Re: >H Re: The Great Filter
Wed, 19 Mar 1997 15:27:33 -0500 (EST) (Michael Lorrey)

> wrote:
>> (Michael Lorrey) writes:
>> >Once we've
>> >expanded past the limit of possible extinction, then any such
>> >catastrophe thereafter is simply a stumble in our march across the
>> >skies.
> >Depends on how fast we can expand, which isn't yet clear.

>We could expand at a rate of 0.50% of light speed in all
>directions (.005 C) and still have the ability to allow 50% of all of
>humanity to escape destruction, assuming they are still human in a
>million years.

That would be fine, but .005 C is 1,500 km/sec, which is really fast for
something big enough to function for the 1000 or so years it would need to
get to a nearby star (5 ly).

But, to be fair, if we have on average 100,000,000 years and need to travel
1,000 ly, 1/100,000 of the speed of light will do (3 km/sec). If deep-space
colonization is possible at all, that is certainly doable. So I guess
gamma-ray bursters aren't a serious problem for any deep-space civilization
bigger than one burst.

>Given the vastness of space, it will hardly be like the evactuation of a
>city. Even using salt mines would suffice for planetary protection,
>while with space, there are plenty of comets to go around in the Kuiper
>belts of most stars.

The limiting factor for survival is not cubic volume, but infrastructure.
That's bound to be in limited supply, and because building burst-hardened
infrastructure is very expensive, there will be very little built to survive
a burst unless we have plenty of warning and a fair amount of determination.

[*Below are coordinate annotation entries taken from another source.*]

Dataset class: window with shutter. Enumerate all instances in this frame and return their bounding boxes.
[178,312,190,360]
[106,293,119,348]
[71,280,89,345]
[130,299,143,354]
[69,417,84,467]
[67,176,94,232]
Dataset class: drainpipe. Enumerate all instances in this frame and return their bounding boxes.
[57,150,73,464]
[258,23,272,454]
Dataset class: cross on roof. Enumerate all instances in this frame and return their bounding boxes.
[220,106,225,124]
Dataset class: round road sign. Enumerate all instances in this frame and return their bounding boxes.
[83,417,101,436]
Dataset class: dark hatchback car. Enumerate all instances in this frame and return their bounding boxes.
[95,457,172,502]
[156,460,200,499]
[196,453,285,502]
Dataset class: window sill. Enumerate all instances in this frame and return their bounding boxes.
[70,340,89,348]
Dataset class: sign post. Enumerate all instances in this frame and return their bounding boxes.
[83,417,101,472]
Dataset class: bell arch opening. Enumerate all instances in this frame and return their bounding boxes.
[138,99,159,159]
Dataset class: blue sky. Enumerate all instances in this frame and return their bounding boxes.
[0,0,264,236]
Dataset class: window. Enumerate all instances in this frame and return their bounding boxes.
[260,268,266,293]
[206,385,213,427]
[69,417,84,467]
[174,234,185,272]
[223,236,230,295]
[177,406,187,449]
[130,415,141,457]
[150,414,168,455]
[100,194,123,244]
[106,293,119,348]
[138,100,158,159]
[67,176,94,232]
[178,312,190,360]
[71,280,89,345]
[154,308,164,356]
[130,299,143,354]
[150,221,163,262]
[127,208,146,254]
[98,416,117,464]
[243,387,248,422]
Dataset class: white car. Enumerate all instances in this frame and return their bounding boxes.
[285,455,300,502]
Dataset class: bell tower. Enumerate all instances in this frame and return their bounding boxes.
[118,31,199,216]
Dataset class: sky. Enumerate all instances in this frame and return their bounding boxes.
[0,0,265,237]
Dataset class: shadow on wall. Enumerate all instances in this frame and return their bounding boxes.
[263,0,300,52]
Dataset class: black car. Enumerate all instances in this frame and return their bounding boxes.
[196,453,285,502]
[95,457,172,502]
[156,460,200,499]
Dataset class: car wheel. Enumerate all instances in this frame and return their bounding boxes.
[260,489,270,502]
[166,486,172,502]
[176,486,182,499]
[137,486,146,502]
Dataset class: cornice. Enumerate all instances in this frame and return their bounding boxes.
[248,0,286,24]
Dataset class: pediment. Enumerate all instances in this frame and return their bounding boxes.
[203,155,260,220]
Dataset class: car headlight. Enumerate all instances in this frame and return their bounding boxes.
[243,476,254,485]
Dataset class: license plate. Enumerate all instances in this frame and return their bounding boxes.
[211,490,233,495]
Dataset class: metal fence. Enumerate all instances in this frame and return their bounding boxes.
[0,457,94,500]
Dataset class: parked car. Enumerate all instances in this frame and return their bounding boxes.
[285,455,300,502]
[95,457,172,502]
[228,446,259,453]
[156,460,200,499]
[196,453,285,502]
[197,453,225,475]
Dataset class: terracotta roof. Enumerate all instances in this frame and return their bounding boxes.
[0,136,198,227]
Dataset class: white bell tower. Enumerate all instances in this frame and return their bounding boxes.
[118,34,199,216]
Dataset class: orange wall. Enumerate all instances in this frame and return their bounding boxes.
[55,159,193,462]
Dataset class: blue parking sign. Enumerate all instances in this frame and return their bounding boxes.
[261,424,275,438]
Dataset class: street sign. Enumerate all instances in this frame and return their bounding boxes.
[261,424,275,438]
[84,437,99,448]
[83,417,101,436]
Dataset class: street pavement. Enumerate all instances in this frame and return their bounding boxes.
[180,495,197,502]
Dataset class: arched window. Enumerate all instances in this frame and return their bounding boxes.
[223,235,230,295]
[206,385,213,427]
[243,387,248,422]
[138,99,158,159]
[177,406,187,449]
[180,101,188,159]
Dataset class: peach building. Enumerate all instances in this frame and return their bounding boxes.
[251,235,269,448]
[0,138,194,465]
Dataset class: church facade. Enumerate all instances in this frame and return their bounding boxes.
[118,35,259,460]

>Even at a slow rate of human expansion, the
>population density will still be less than one person per cubic AU or
>even small fractions of that.

Population density will be much higher for inhabited space, obviously. In
any case, it's irrelevant, as space and the things in it need a lot of work
before they are suitable for human occupation through a 100-year flare of
hard radiation.

Hey, where's my reference? I want to read up on those technectium deposits.